Après l’impact de "Rakshak", qui avait mis tout le monde d’accord avec son mélange explosif de nu-metal et de sonorités indiennes, le groupe était attendu au tournant : allait-il se répéter ou franchir un cap ? La réponse est claire : Bloodywood a choisi la seconde option, en peaufinant sa recette et en la portant à un niveau technique supérieur, le groupe continue son ascension dans le paysage metal mondial.
La première chose qui frappe, c’est le son. Là où "Rakshak" avait une énergie presque sauvage, "Nu Delhi" se dresse avec une production beaucoup plus léchée. Les percussions traditionnelles, le dhol et le tabla notamment, s’intègrent naturellement aux guitares saturées, sans jamais sonner comme un gadget. Le mix est puissant, ample, presque cinématographique par moments. C’est une vraie montée en gamme.

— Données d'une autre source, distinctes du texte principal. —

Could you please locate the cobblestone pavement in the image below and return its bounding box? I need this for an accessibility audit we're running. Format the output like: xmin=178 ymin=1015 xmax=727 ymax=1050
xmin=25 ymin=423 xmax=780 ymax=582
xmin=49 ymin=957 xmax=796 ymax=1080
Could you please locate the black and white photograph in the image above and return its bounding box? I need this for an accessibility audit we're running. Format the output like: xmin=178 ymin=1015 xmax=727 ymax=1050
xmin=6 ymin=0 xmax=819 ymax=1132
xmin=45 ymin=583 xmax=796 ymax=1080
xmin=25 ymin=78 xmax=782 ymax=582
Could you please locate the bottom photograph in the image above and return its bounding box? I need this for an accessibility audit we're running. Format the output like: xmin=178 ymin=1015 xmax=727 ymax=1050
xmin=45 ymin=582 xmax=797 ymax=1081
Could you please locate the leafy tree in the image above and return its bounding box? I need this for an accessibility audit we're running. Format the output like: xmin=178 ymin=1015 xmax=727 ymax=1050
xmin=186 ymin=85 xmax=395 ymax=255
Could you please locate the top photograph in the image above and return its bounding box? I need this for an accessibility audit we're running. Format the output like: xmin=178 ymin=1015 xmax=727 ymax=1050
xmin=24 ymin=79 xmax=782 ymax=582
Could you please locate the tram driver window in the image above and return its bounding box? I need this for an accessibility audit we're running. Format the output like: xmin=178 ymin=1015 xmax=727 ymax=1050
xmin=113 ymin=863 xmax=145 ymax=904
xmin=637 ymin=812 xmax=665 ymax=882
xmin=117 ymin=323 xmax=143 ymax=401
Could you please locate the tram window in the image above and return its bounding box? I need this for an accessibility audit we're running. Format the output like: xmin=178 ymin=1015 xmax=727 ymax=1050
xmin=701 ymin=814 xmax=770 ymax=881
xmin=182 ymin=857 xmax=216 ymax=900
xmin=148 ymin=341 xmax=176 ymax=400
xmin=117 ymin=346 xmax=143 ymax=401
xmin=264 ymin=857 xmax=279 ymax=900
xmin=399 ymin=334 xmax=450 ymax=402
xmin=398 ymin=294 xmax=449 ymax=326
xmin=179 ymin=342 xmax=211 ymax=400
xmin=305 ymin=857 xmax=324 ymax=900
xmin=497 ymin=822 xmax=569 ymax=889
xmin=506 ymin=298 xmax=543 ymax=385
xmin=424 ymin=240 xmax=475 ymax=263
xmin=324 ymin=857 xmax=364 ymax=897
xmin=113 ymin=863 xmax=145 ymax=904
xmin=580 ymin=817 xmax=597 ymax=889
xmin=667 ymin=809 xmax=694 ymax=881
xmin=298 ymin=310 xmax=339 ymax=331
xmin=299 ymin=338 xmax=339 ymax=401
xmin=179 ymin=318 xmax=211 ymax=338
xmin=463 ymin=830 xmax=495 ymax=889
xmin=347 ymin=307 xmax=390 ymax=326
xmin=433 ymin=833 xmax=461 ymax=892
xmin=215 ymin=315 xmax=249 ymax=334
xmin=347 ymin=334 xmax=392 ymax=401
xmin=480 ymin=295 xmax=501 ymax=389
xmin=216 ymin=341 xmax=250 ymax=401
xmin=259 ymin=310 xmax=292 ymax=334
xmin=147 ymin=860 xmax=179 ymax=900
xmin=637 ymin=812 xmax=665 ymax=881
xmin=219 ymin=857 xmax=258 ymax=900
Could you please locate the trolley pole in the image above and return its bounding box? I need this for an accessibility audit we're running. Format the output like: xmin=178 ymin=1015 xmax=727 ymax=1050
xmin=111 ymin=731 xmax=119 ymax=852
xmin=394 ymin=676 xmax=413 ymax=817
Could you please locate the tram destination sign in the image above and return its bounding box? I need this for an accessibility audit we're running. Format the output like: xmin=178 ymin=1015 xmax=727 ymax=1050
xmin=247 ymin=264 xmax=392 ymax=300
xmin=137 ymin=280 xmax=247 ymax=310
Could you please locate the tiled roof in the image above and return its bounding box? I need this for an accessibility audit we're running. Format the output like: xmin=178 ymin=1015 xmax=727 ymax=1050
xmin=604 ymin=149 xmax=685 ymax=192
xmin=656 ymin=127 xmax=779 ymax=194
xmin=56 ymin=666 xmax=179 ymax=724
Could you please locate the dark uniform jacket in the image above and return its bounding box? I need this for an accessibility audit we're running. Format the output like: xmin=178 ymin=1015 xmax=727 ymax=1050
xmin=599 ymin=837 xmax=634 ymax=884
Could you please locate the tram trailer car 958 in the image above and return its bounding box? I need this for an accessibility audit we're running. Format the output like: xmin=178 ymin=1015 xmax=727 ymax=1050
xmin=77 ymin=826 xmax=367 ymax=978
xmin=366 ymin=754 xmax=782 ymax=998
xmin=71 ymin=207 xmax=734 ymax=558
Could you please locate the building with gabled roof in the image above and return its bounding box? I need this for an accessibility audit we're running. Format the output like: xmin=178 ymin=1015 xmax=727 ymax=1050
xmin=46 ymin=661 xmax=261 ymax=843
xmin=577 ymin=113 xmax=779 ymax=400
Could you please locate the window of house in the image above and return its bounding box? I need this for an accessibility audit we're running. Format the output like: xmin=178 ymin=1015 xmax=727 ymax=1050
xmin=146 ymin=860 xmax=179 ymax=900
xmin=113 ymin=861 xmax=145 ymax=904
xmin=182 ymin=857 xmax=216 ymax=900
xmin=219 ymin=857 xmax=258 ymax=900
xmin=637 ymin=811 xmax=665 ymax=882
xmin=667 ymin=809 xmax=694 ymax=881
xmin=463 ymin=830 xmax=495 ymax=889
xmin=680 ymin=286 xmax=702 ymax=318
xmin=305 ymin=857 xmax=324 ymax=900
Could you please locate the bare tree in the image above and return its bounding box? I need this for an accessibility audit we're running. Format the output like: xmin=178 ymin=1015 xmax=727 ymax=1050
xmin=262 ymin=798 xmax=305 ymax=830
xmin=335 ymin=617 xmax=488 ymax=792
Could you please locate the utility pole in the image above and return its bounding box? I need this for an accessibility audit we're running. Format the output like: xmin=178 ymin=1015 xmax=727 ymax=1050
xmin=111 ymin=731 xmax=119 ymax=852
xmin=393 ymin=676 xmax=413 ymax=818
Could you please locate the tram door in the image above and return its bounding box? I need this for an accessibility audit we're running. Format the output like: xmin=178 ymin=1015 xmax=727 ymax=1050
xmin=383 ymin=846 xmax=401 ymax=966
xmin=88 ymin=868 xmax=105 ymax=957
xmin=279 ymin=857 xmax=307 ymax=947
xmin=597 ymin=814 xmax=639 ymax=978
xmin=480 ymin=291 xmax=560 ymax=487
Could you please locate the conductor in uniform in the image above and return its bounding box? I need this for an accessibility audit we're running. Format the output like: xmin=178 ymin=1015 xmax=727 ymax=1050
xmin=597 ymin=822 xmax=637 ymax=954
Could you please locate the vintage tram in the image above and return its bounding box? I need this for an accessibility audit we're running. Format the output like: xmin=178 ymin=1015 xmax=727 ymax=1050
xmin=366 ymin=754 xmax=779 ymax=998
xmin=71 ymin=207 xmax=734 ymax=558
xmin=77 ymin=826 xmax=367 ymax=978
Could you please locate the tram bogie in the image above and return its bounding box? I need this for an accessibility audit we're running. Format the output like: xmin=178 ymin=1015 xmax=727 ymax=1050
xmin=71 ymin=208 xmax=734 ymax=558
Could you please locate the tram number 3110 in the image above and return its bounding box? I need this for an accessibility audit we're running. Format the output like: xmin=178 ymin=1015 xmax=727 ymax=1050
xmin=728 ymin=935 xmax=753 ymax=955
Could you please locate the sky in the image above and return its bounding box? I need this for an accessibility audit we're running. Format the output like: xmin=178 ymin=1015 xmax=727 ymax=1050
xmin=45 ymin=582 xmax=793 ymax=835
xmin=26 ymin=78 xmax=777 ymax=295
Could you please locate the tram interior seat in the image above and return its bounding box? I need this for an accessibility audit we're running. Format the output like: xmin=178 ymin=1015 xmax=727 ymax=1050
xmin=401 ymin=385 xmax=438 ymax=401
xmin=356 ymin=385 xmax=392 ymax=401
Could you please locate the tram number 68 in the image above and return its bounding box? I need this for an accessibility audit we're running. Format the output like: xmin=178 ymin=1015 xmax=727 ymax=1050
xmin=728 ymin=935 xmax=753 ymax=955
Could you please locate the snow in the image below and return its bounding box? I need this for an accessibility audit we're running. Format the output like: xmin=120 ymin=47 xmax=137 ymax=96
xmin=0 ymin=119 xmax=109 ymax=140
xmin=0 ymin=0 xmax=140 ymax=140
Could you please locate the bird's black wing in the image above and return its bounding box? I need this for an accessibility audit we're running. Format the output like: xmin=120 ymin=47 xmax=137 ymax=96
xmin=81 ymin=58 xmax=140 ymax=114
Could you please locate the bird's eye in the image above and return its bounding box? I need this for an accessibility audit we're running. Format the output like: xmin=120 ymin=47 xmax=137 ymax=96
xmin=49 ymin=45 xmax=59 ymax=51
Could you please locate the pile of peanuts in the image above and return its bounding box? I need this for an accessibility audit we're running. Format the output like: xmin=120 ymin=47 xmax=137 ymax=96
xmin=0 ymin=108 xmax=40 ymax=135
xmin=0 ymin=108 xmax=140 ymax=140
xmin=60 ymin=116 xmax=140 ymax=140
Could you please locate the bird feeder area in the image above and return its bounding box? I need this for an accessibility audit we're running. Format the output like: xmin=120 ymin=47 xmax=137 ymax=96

Bloodywood n’est plus simplement le groupe indien qui mélange folk et metal. Avec "Nu Delhi", ils deviennent tout simplement Bloodywood. La fusion est fluide, cohérente et surtout revendiquée. A l'écoute de morceaux comme ‘Bekhauf’ ou ‘Halla Bol’, on sent qu’ils ne cherchent plus à prouver quoi que ce soit : ils jouent leur musique, point. Et c’est exactement ça qui leur donne une telle force identitaire. Un autre point technique marquant, c’est la façon dont les morceaux sont construits. Bloodywood reste fidèle aux codes du nu-metal (intro percutante, couplets scandés, refrains explosifs), mais ajoute des breakdowns très travaillés et surprenant par rapport à l’album précédent
Le revers de la médaille d’une identité si forte, c’est que l’album souffre parfois d’un manque de variété. Plusieurs morceaux adoptent une structure et une intensité proches, ce qui peut donner un effet de "déjà entendu" au fil de l’écoute. Et surtout, on ne retrouve pas forcément ce "tube instantané" comme ‘Gaddaar’ ou ‘Dana-Dan’ qui marquaient profondément "Rakshak". Ici, l’émotion est plus diffuse, moins explosive.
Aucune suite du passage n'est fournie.